Dans l'océan de ta chevelure, j'entrevois un port fourmillant de chants mélancoliques, d'hommes vigoureux de toutes les nations et de navires de toutes formes découpant leurs architectures fines et compliquées sur un ciel immense où se prélasse l'éternelle chaleur. Dans les caresses de ta chevelure, je retrouve les langueurs de longues heures passées sur un divan, dans la chambre d'un beau navire, bercées par le roulis imperceptible du port, entre les pots de fleurs et les gargoulettes rafraîchissantes.

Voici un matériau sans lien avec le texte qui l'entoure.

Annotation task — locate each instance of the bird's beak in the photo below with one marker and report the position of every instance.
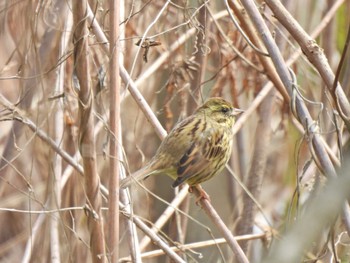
(237, 112)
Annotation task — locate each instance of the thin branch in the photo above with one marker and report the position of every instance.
(115, 128)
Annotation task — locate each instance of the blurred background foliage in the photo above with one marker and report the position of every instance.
(36, 59)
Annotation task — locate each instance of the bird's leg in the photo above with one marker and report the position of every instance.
(202, 193)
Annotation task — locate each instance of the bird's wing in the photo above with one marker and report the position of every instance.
(198, 162)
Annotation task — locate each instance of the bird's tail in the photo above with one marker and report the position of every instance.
(135, 177)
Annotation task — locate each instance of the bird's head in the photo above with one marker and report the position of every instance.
(220, 111)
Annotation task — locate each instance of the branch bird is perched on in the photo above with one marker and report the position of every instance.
(197, 148)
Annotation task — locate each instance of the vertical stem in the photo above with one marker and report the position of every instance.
(114, 124)
(86, 133)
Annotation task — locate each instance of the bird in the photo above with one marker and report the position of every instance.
(196, 149)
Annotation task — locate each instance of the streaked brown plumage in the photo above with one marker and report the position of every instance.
(196, 149)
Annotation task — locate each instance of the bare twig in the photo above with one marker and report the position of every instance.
(86, 133)
(315, 55)
(115, 126)
(230, 239)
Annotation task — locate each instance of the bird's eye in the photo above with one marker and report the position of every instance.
(224, 110)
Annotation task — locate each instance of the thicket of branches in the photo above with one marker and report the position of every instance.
(70, 126)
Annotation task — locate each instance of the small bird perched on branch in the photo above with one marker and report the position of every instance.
(196, 149)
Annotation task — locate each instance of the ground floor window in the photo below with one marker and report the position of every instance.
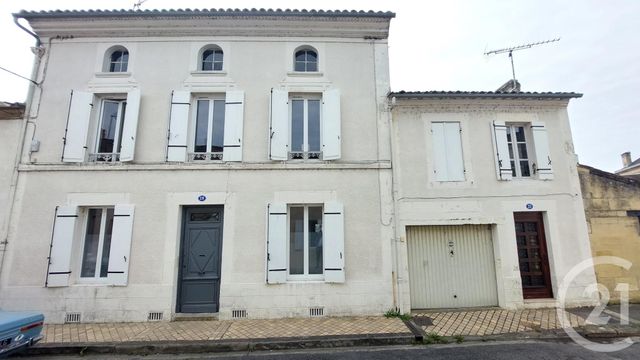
(97, 243)
(305, 242)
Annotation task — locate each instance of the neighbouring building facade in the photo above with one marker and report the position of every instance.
(239, 162)
(488, 202)
(612, 208)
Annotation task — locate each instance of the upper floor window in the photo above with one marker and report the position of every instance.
(306, 60)
(212, 59)
(117, 60)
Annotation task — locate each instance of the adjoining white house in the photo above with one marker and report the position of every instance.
(488, 203)
(239, 163)
(215, 161)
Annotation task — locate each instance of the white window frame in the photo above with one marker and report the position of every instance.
(96, 279)
(306, 276)
(528, 137)
(305, 128)
(97, 156)
(217, 156)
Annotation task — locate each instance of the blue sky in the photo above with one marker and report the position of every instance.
(439, 45)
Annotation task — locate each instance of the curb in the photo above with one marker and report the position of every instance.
(216, 346)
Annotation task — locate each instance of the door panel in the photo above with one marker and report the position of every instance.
(201, 255)
(451, 266)
(532, 255)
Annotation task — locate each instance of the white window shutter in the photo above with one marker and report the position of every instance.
(279, 127)
(233, 125)
(75, 137)
(333, 242)
(178, 126)
(277, 244)
(331, 149)
(130, 126)
(541, 145)
(501, 150)
(118, 270)
(59, 269)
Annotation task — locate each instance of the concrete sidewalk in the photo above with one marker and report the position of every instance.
(277, 334)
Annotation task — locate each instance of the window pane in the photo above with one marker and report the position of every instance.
(524, 168)
(520, 133)
(296, 240)
(106, 245)
(522, 151)
(297, 125)
(108, 126)
(202, 125)
(314, 125)
(315, 240)
(218, 126)
(91, 240)
(121, 124)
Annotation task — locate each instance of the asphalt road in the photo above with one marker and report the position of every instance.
(472, 351)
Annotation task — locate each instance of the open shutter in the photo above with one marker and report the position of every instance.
(541, 144)
(331, 149)
(277, 244)
(178, 126)
(333, 242)
(130, 126)
(118, 271)
(59, 269)
(233, 118)
(501, 149)
(75, 135)
(279, 127)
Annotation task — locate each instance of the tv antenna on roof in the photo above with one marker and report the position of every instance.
(510, 50)
(136, 5)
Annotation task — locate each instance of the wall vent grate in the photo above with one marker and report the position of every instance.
(71, 318)
(154, 316)
(238, 314)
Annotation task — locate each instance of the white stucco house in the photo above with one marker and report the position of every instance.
(254, 163)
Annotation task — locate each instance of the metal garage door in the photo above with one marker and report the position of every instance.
(451, 266)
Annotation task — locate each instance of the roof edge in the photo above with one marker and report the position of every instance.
(26, 14)
(483, 94)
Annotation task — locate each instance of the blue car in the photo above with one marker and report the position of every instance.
(19, 330)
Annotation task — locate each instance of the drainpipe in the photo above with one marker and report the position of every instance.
(38, 51)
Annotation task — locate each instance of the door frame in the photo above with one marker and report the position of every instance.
(183, 227)
(538, 217)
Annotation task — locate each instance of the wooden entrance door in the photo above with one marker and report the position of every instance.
(532, 254)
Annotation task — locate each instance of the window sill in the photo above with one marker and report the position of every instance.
(200, 73)
(113, 74)
(305, 73)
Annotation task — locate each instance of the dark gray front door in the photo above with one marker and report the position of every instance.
(200, 257)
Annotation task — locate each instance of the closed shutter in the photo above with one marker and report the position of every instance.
(59, 269)
(279, 127)
(501, 150)
(333, 242)
(331, 145)
(118, 271)
(75, 135)
(541, 144)
(277, 244)
(178, 126)
(233, 118)
(130, 126)
(447, 151)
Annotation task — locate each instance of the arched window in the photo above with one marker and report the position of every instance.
(117, 59)
(212, 59)
(306, 59)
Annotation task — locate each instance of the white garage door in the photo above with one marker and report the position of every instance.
(451, 266)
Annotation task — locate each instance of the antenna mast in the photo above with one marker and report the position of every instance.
(510, 50)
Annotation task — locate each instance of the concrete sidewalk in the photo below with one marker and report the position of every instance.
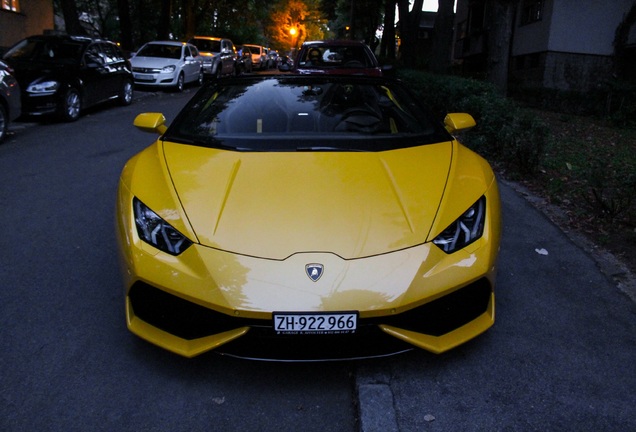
(560, 356)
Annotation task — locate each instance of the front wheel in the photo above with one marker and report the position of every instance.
(71, 105)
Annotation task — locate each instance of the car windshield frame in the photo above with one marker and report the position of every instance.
(47, 50)
(206, 45)
(160, 50)
(305, 113)
(332, 56)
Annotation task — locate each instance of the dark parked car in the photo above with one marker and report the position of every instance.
(63, 75)
(339, 57)
(9, 98)
(244, 61)
(219, 55)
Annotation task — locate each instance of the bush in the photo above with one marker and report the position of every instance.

Dans l'ardent foyer de ta chevelure, je respire l'odeur du tabac mêlé à l'opium et au sucre ; dans la nuit de ta chevelure, je vois resplendir l'infini de l'azur tropical ; sur les rivages duvetés de ta chevelure, je m'enivre des odeurs combinées du goudron, du musc et de l'huile de coco.

Laisse moi mordre longtemps tes tresses lourdes et noires. Quand je mordille tes cheveux élastiques et rebelles, il me semble que je mange des souvenirs."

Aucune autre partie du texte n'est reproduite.